Freeze-fracture/freeze-etch This protocol involves the rapid freezing of structures followed by fracturing. The membranes are cleaved along their lipid bilayer and either the face next to the cytoplasm (protoplasmic or P face) or the extracellular (E) face of the membrane is shown. Then, a replica is made of the membrane by evaporating heavy metal over the surface. This replica is what is viewed in the transmission electron microscope
Negative stainning The figure to the right illustrates a preparation of nuclear pore complexes that were isolated from an oocyte and spread on plastic. Then, the heavy metal stain was applied to delineate their structure. Note that one can visualize the 8 subunits, the spokes of the wheel and the central granule.
Freeze-fracture/freeze-etch The right figure shows a surface view of nuclear pores scattered in the inner nuclear envelope membrane. The subunits cannot be appreciated with this preparation. However, it can be used to study formation of nuclear pore complexes. This varies with the physiological state of the cell.
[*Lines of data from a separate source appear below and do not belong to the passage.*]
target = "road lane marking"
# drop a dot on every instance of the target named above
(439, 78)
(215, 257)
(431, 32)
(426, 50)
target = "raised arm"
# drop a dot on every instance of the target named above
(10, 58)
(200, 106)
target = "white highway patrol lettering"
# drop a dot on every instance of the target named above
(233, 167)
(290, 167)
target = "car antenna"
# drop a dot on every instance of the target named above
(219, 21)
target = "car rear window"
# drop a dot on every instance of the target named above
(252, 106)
Another preparation The subunits forming the rings and their spokes. Note that one of the pores appears to be open in the center, forming a channel. The subunits also project fibrils from either side. At the nuclear side, these fibrils join to form a "nuclear cage" The fibrillar structures cannot be appreciated in this micrographs.
Nuclear lamina An electron micrograph of a portion of the lamina in a Xenopus oocyte prepared by freeze-drying and metal shadowing. The lamina is formed by a regular lattice of specialized intermediate filaments.
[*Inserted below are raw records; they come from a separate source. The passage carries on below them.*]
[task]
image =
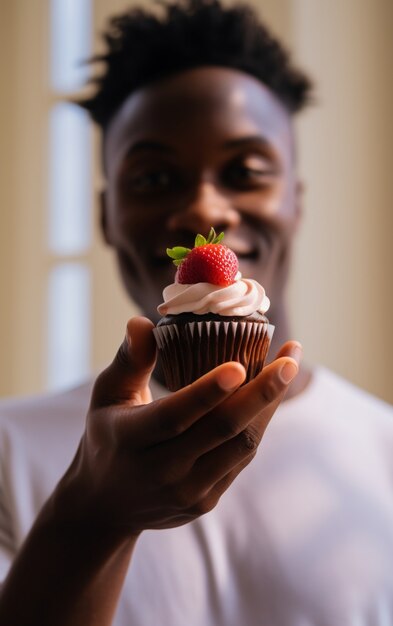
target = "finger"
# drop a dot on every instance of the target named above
(255, 401)
(291, 348)
(208, 499)
(218, 463)
(169, 417)
(126, 380)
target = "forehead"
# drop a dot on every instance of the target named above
(202, 105)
Structural characteristics of nuclear lamina 1. Consists of "intermediate filaments", 30-100 nm thick. 2. These intermediate filaments are polymers of lamin, ranging from 60-75 kD 3. A-type lamins are inside, next to nucleoplasm; Btype lamins are near the nuclear membrane (inner). They may bind to integral proteins inside that membrane.
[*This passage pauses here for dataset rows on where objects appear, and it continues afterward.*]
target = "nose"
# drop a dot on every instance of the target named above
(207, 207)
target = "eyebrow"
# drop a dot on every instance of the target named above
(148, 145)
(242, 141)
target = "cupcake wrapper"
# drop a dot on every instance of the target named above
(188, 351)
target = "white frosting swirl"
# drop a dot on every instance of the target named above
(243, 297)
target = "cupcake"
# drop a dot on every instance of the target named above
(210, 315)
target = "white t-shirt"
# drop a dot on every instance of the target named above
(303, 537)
Function of nuclear lamina Play a role in assemble and disassemble of envelope before and after mitosis. After they are phosphorylated, this triggers the disassembly of the lamina and causes the nuclear envelope to break up into vesicles. Dephosphorylation reverses this and allows the nucleus to reform. If antibodies to lamins are injected into cells, the nuclei cannot reform after cell division. Therefore, these lamins are vital to reassembly.
Function of nuclear lamina Provide a dock place for chromatin .Arrange the chromatin on the inner side of lamina to stop the coiling process. In prophase, accompanied by the disassemble of the laminar, the chromatin lost the anchor, coiling into chromosome.
Function of nuclear lamina
Play a role in assemble of the nuclear. Removed of the laminar will suppress the assemble of envelope and the pore complex.
Signal The signal is in the peptide sequences. These are recognition sequences rich in lysine, arginine, and proline. Signal may control direction of transport: Goldlabeled tRNA or 5S RNA may leave the nucleus, but may not come back. Also, transport of RNA is inhibited by alteration of the 3' end or the 5' cap structure.
The evidence for the signal existance A peptide sequence, called nucleoplasmin, was isolated and linked to colloidal gold. It was then injected into an oocyte and traced with electron microscopy. As shown in the figure to the right, the gold particles mark the site of transport of the nucleoplasmin and the studies showed that it was transported into the nucleus. Small gold markers are evident inside the nucleus.
The evidence that transport requires energy Transport of mRNA can be inhibited by cooling the cells (placing them at 4 C). ATP Hydrolysis is required to import a protein into the nucleus. In the absence of ATP, the proteins bind specifically at the cytosolic face of isolated frog oocyte nuclei. When ATP is added, the proteins are allowed to enter. This can be traced with colloidal gold labeling of the proteins. Studies show that ATP is needed for entry, but not for binding to specific receptors.